# Kein WM-Ticket - aber Probleme



## KatzenHai (2 Mai 2005)

http://www.heise.de/newsticker/meldung/59225



			
				Heise schrieb:
			
		

> *Sober-Wurm tarnt sich als Benachrichtung zur WM-Ticket-Auslosung* - 02.05.2005 - 18:40 Uhr
> 
> Seit wenigen Minuten kursiert eine neue Version des Sober-Wurms, die unter anderem als eine in deutsch verfasste Benachrichtigung über ein gewonnenes Ticket zur Fußball-WM 2006 daherkommt. Daneben tragen die Nachrichten auch Betreffzeilen wie: "Ich bin's, was zum Lachen", "Mail-Fehler", "Ihr Passwort" und "Ihre E-Mail wurde verweigert." Die Absenderadressen der Mails sind wie üblich gefälscht.
> 
> ...


----------



## stieglitz (3 Mai 2005)

Update von Heise:



> Update
> Die Hersteller von Antivirensoftware haben den neuen Schädling in ihre Signaturdatenbanken aufgenommen und erkennen ihn als Sober.O, .P, .N oder S.

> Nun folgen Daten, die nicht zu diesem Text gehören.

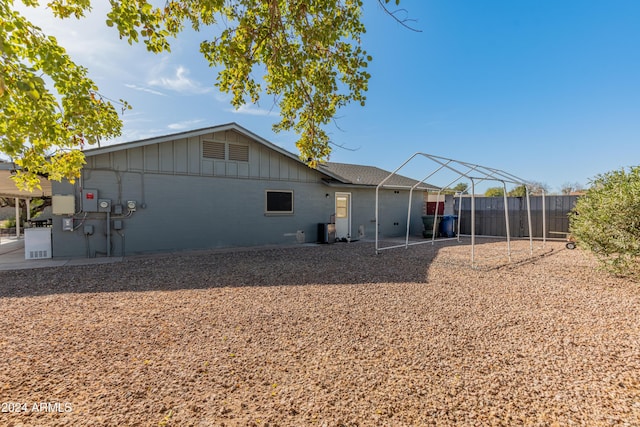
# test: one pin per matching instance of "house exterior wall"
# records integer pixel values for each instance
(186, 201)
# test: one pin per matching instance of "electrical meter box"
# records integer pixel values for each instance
(67, 224)
(104, 205)
(63, 204)
(90, 200)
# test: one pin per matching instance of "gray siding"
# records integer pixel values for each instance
(186, 201)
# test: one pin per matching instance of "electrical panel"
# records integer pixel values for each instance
(67, 224)
(90, 200)
(104, 205)
(63, 204)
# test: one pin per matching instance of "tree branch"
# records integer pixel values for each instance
(405, 22)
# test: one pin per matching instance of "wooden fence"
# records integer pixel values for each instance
(490, 217)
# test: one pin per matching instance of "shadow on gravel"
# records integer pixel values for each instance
(340, 263)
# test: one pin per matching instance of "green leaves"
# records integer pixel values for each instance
(606, 221)
(304, 54)
(48, 106)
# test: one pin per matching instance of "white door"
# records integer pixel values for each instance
(343, 215)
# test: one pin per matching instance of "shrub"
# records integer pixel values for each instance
(606, 221)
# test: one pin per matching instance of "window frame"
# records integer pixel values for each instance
(278, 212)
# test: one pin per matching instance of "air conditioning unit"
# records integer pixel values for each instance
(37, 243)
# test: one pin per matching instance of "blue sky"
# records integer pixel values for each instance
(546, 90)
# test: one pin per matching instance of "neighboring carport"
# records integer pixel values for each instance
(9, 190)
(456, 171)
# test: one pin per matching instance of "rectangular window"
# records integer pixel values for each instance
(238, 152)
(213, 150)
(279, 202)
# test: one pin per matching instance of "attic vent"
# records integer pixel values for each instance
(238, 152)
(213, 150)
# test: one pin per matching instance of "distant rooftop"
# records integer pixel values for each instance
(368, 175)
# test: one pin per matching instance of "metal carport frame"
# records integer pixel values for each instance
(475, 174)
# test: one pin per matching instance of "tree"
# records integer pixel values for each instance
(310, 53)
(571, 188)
(535, 189)
(461, 187)
(494, 192)
(606, 221)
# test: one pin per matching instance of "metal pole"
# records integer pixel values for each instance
(473, 223)
(459, 213)
(435, 217)
(506, 218)
(377, 188)
(544, 220)
(529, 220)
(409, 217)
(108, 234)
(17, 218)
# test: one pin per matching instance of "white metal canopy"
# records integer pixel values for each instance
(475, 174)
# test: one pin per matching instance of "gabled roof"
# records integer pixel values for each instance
(336, 173)
(189, 134)
(368, 176)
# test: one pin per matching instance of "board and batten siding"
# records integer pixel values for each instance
(185, 157)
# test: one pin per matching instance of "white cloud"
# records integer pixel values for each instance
(185, 124)
(254, 110)
(178, 82)
(144, 89)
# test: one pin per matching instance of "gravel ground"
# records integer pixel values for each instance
(330, 335)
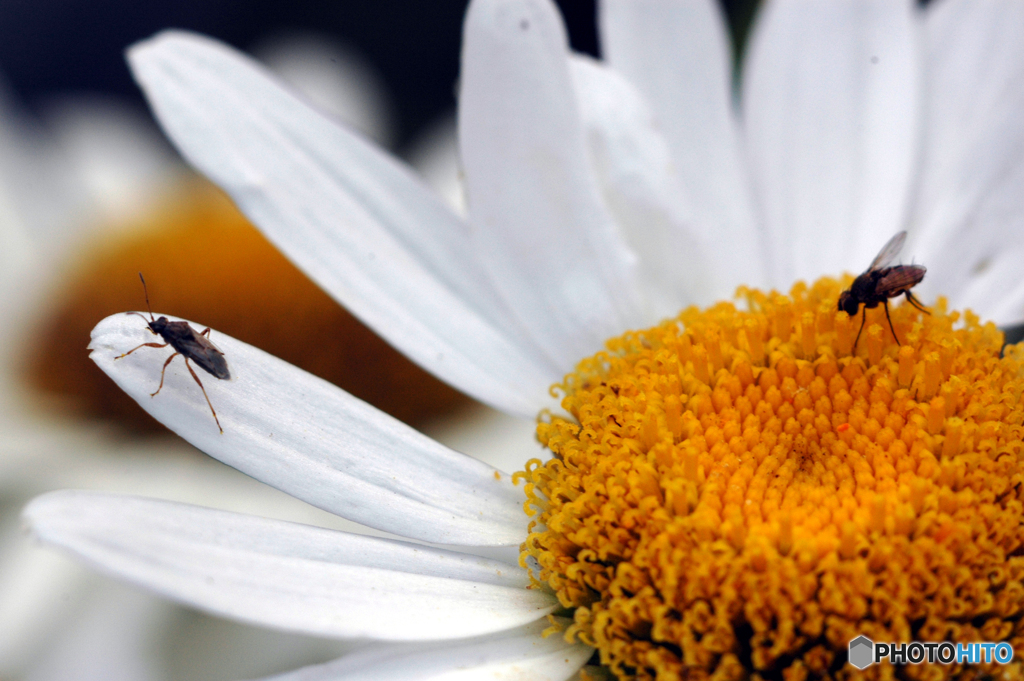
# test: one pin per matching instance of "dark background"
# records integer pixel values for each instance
(51, 47)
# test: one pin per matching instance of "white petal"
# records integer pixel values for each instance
(535, 203)
(287, 576)
(970, 210)
(830, 103)
(518, 654)
(313, 440)
(334, 77)
(678, 55)
(112, 639)
(997, 292)
(641, 186)
(357, 222)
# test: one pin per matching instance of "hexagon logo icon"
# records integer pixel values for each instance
(861, 651)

http://www.heise.de/newsticker/meldung/59225


----------



## Captain Picard (3 Mai 2005)

http://www.spiegel.de/netzwelt/technologie/0,1518,354459,00.html


			
				Der Spiegel schrieb:
			
		

> Alle großen IT-Sichheitsunternehmen haben mittlerweile auf Sober.N reagiert.
> Es empfiehlt sich ein Update des Virenscanners im Laufe des Tages.
> * Bis dahin hilft gegen den Mailwurm ein bewährter Computer-Sicherheits-Trick:
> Die "Entf"- oder "Del"-Taste.*


----------



## KatzenHai (3 Mai 2005)

Captain Picard schrieb:
			
		

> Der Spiegel schrieb:
> 
> 
> 
> ...


Das ist ja klasse - den Trick merke ich mir.
:rotfl:


----------



## Captain Picard (3 Mai 2005)

Es geht weiter
http://www.heise.de/newsticker/meldung/59259


> Ausbruch von Sober.O beeinträchtigt Systeme des WM-Organisationskomitees


cp


----------



## Captain Picard (4 Mai 2005)

http://forum.computerbetrug.de/viewtopic.php?p=102739#102739


> "WM-Ticket-Wurm" Sober.O schaltet Virenschutz ab


http://www.heise.de/security/artikel/59239


> [email protected] (Sober.O) ist ein Internetwurm, der sich per Massenmailing mit seiner eigenen SMTP-Maschine verbreitet. Bei der Versendung von E-Mails verwendet der Wurm E-Mail-Adressen, die er auf dem befallenen System findet. Der Text dieser E-Mail ist in deutscher oder in englischer Sprache verfasst.
> Der Wurm löscht Dateien des AV-Herstellers Symantec. Weiterhin deaktiviert er die Windows XP-Firewall und das automatische Windows Update.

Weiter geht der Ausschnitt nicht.